How does the Analytics Pipeline work?

How can we make Analytics Pipeline near-realtime?

  • Smaller hourly partitions for more frequent runs
  • Streaming data using Apache Sparc (instead of hadoop, hive, sqoop..).  edX Analytics team are in the process of doing this right now!
  • Use a lighter-weight solution if direct MySQL queries are sufficient

What reporting do we want?

  • Dashboard for blended learning use case (small classes, many copies of "same" course")
    • Data per learner
    • Divide by class, subject, geographic, organisation
  • Timeline to show learning rates/engagement/enrollment as course progresses
    • Tag significant events (course start/end, advertising events, assignment deadlines...)
  • Survey data integration, e.g. to measure learner satisfaction

How has reporting improved?

Lightweight Analytics sub-session

In this sub-section, we mostly discussed Figures, did Q/A on how it works, current development status, goals moving forward. Also briefly discussed Open edX moving forward toward decoupling the LMS front end from back end, using React for the front end.

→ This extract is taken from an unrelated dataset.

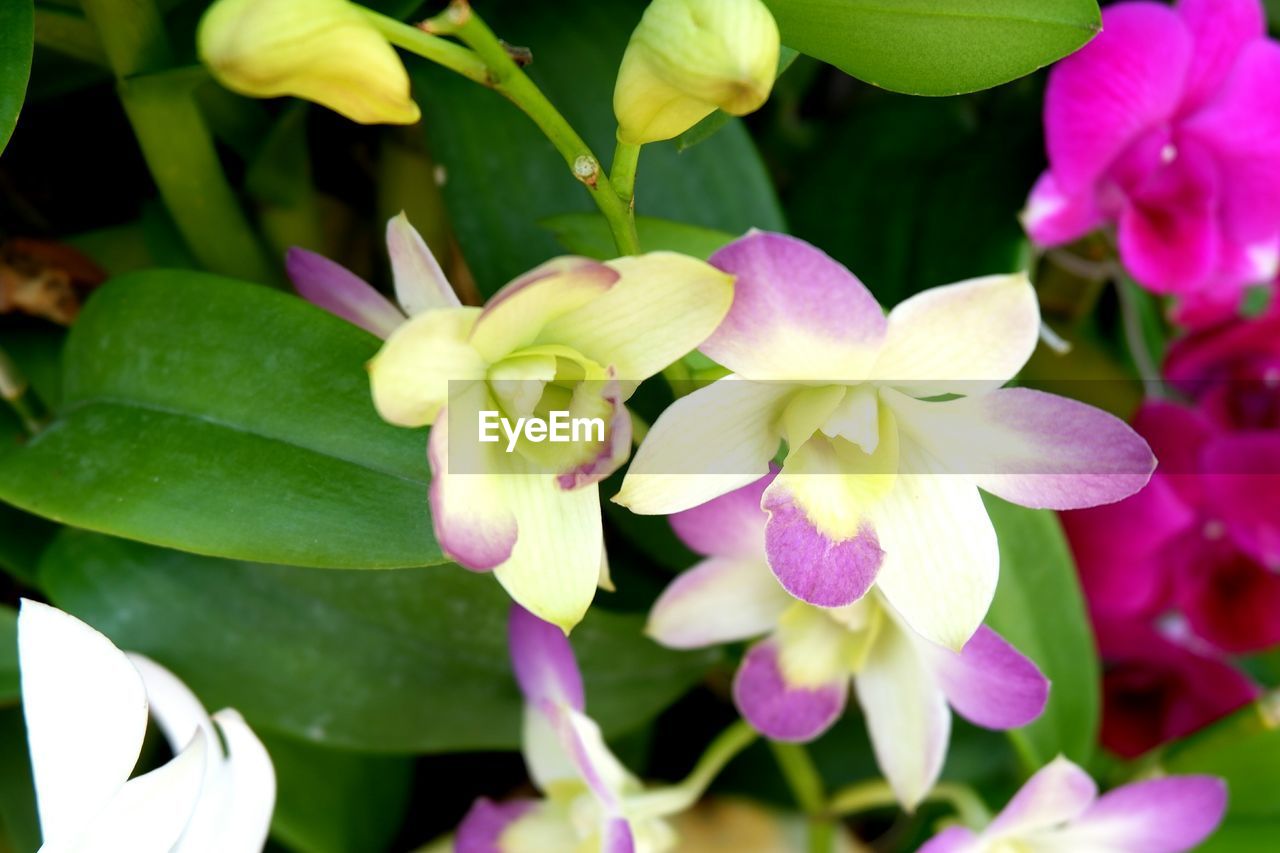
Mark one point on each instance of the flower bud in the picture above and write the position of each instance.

This breakout session had a small group. 

Add yourself if you want to identify you were in the sub-session:

Figures, lightweight analytics, what is it?

  • Analytics for small sites, hosting on a single server, where Insights is out of the question. You can start with it and grow. Insights is great for course specific and can handle MOOC-size data. Figures is here to fill a gap.
  • Currently only working on devstack, will soon be production ready.
  • It includes a React based Javascript single page application and a reusable Django app (minimize modifications in the platform) plug-in, in line with open/close principle (open for extension but close for modification - cf Nimisha).
  • Target audience for figures are those looking for high level metrics on a site-wide, cross-course and per-course level, such as learning program managers and administrators. who need to make management decisions on how their courseware is doing.
  • Figures gets data from the Django models and provides REST API endpoints for direct model access and aggregation
  • Daily snapshots of the daily aggregate data, which then can get rendered via charts. Future enhancements can be customizing the time granularity (such as capturing data every N minutes).
  • Plan for doing a code walkthrough via hangout.

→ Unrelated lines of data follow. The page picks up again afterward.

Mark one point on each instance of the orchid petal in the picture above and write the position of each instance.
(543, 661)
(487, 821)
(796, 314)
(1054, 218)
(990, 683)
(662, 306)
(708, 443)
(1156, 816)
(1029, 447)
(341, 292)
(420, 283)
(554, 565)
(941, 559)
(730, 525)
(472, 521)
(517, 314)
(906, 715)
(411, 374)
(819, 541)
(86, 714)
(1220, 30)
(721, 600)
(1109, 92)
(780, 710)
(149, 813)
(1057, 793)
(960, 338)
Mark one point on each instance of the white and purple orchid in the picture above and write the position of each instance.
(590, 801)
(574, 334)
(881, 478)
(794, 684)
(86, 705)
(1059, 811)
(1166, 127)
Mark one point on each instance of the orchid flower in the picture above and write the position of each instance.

What other metrics would we want or not want?

  • List of courses and page course which provides metrics and charts.
  • We have existing metrics, what other metrics would we want or not want?
  • What demographics would we pull from registration or another external source?


  • Appsembler uses Ansible. EduNext too.
  • Kyoto U: Developing a management system with dashboard around 16 courses on edx. Notifications, course invite on new course and newsletter (msnses) for marketing. Concern is around data processing.

Real-time analytics while keeping a light-weight infrastructure?

  • Near-real time jobs using Celeri
  • Need to be real time?
    • For the course authors, it'd be great to see progress on live assignments.
    • Marketing would also love it, in reality near-real time probably sufficient.
    • It might be useful for customer retention.

Source of persistent data

  • Course enrollment
  • User profile
  • Nb learners’ per course
  • Courses per learner
  • Students module of how many active learners
  • Grade percentage
  • When did they do a section
  • Average learner progress aggregated
  • Generated certificate, how many course completion
  • etc.


  • John, Jhony, Qasim are interested in working on this.

Ideas for new features?

  • Which learners how they are responding, and aggregates
  • Timeline to see the engagement rates, deadline for assignments
  • What the learner goals are survey data in there
  • Make the prob response in the instructor dashboard, improvements on data and usability.